In a way, though, this is perhaps no better or worse than how we have attached great reverence to "classical" music, opera, theater, and literature - perhaps with more seriousness than the original authors intended.  Indeed, much of what is written over the ages is designed for entertainment.  Light Opera like Gilbert and Sullivan was never meant to be taken seriously - or dissected for greater meaning.  Plays by Oscar Wilde were wildly popular, but were light comedies for the most part.  People attach great meaning to The Great Gatsby, but it was just a piece of entertainment.  If you find hidden meaning in it, I think it is only because you are looking for it - that's just my opinion, anyway.  A lot of people thought it was over-rated, including Hemingway, who was probably overly sanctified as well.

The scary thing about all of this, is that today's light entertainment becomes tomorrow's serious culture. Already there are scores of scholars who are trying to find great meaning in rock-and-roll music of the 1960's.  Don't get me wrong, there are some great songs there, but for the most part, it was popular entertainment.  Yet some folks attach an almost religious-like reverence to bands like the Velvet Underground or other artists like David Bowie or Prince or Eric Clapton, and yet, those same artists did some pretty silly things in their day.

So think about this.  What will happen 20 or 50 years from now?  Will scholars be dissecting rap music in serious tomes, trying to find hidden meaning in these great artists of the early 2000's?   Will NPR's "Performance Today" include music by Snoop Dogg or Tupac Shakur?  Maybe, in fact, I would be willing to bet on it.  After all, what do we refer to, today, as rock-and-roll of the 1960's?  Classic Rock.  Yea, it has been fossilized.

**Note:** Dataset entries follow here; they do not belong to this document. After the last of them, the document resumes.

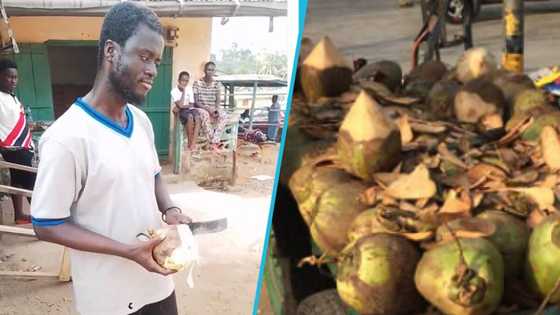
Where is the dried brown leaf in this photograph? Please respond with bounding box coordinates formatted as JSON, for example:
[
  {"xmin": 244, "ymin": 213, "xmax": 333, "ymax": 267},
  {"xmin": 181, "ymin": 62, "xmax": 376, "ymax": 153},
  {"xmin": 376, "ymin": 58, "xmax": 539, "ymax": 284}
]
[
  {"xmin": 373, "ymin": 173, "xmax": 400, "ymax": 187},
  {"xmin": 437, "ymin": 218, "xmax": 496, "ymax": 243},
  {"xmin": 438, "ymin": 143, "xmax": 468, "ymax": 169},
  {"xmin": 541, "ymin": 125, "xmax": 560, "ymax": 171},
  {"xmin": 400, "ymin": 201, "xmax": 422, "ymax": 212},
  {"xmin": 505, "ymin": 187, "xmax": 555, "ymax": 210},
  {"xmin": 398, "ymin": 115, "xmax": 414, "ymax": 145},
  {"xmin": 409, "ymin": 121, "xmax": 447, "ymax": 134},
  {"xmin": 401, "ymin": 231, "xmax": 434, "ymax": 241},
  {"xmin": 497, "ymin": 116, "xmax": 534, "ymax": 145},
  {"xmin": 539, "ymin": 174, "xmax": 558, "ymax": 189},
  {"xmin": 416, "ymin": 198, "xmax": 430, "ymax": 208},
  {"xmin": 439, "ymin": 190, "xmax": 472, "ymax": 216},
  {"xmin": 385, "ymin": 164, "xmax": 437, "ymax": 200},
  {"xmin": 527, "ymin": 209, "xmax": 546, "ymax": 229},
  {"xmin": 360, "ymin": 187, "xmax": 380, "ymax": 206},
  {"xmin": 467, "ymin": 163, "xmax": 506, "ymax": 185}
]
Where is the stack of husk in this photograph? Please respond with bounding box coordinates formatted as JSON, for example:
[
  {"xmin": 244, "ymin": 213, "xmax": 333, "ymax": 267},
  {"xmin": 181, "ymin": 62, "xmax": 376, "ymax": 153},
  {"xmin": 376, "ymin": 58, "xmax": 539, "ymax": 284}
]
[{"xmin": 287, "ymin": 37, "xmax": 560, "ymax": 315}]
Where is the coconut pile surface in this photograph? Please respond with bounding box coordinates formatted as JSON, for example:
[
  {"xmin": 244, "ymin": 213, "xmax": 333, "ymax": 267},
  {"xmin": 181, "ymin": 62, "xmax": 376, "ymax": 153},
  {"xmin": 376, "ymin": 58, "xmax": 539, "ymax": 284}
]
[{"xmin": 287, "ymin": 37, "xmax": 560, "ymax": 315}]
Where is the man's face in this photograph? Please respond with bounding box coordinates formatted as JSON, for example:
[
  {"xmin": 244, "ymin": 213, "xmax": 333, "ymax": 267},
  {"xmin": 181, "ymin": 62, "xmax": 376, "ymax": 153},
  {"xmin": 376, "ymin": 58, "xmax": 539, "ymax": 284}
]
[
  {"xmin": 0, "ymin": 68, "xmax": 18, "ymax": 94},
  {"xmin": 108, "ymin": 24, "xmax": 164, "ymax": 105},
  {"xmin": 205, "ymin": 64, "xmax": 216, "ymax": 78},
  {"xmin": 178, "ymin": 74, "xmax": 189, "ymax": 90}
]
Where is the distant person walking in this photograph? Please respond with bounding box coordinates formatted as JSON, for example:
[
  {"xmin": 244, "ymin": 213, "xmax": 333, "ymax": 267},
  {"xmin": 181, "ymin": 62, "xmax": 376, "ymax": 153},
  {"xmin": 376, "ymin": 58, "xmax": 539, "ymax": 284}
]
[{"xmin": 267, "ymin": 95, "xmax": 281, "ymax": 142}]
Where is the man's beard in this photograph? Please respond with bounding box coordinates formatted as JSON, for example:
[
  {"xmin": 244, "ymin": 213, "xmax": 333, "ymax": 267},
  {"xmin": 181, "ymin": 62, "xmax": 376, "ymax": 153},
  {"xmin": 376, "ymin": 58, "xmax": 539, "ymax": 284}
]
[{"xmin": 109, "ymin": 59, "xmax": 145, "ymax": 106}]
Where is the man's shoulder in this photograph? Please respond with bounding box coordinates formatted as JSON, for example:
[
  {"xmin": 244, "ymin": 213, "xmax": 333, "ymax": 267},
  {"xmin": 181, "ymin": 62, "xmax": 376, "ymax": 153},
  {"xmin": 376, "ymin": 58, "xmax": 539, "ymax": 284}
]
[
  {"xmin": 40, "ymin": 105, "xmax": 87, "ymax": 147},
  {"xmin": 128, "ymin": 105, "xmax": 153, "ymax": 130},
  {"xmin": 0, "ymin": 91, "xmax": 17, "ymax": 105}
]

So maybe comic book movies and explosion films are not quite the end of the world - although I don't believe they will become a classic genre in years to come.  It is like the spate of "disaster" movies from the late 1970's. Yea, people still watch them, but often only for comedic value. Watching Shelly Winters swim underwater in The Poseidon Adventure is a hoot.

And yes, science fiction films - once limited to teen exploitation and drive-in markets in the 1950's, are now taken deadly seriously, with backstories and "franchises" and legions of fan-boys engaging in "Cosplay" and dissecting plot lines and character development and writing "fan fiction".  I dunno about you, but Star Trek was a fun ride for three seasons on television, and the first Star Wars movie was a fun homage to the SciFi movies of the 1950's (and the Saturday morning serials).  But then people had to get all serious about it.  It is like trying to find "meaning" in a roller-coaster ride.  "Did you think that second turn after the initial drop was put in there for character development, or was it just ironic?"


People are still making "serious" films and "serious" music and writing interesting books that are often not featured on Oprah's book club (where everyone buys them and pretends to read them).  But these are finding a smaller and smaller audience, it would seem.

Speaking of Halloween, that is another aspect of our culture that is fascinating to observe.  When I was a kid, as I noted before, you had these crappy Halloween costumes and you went trick-or-treating and got candy and that was it.  It wasn't some month-long deal with "pumpkin spice" and grown men and women wearing  costumes.  And no, we didn't have costume day at work, either!  Again, we have taken something that was never meant to be taken seriously and turned it into this "thing" - mostly for commercial purposes.

All I can say is this:  Hope you bought your Halloween costume back in July, because the stores are already tooled up for Christmas!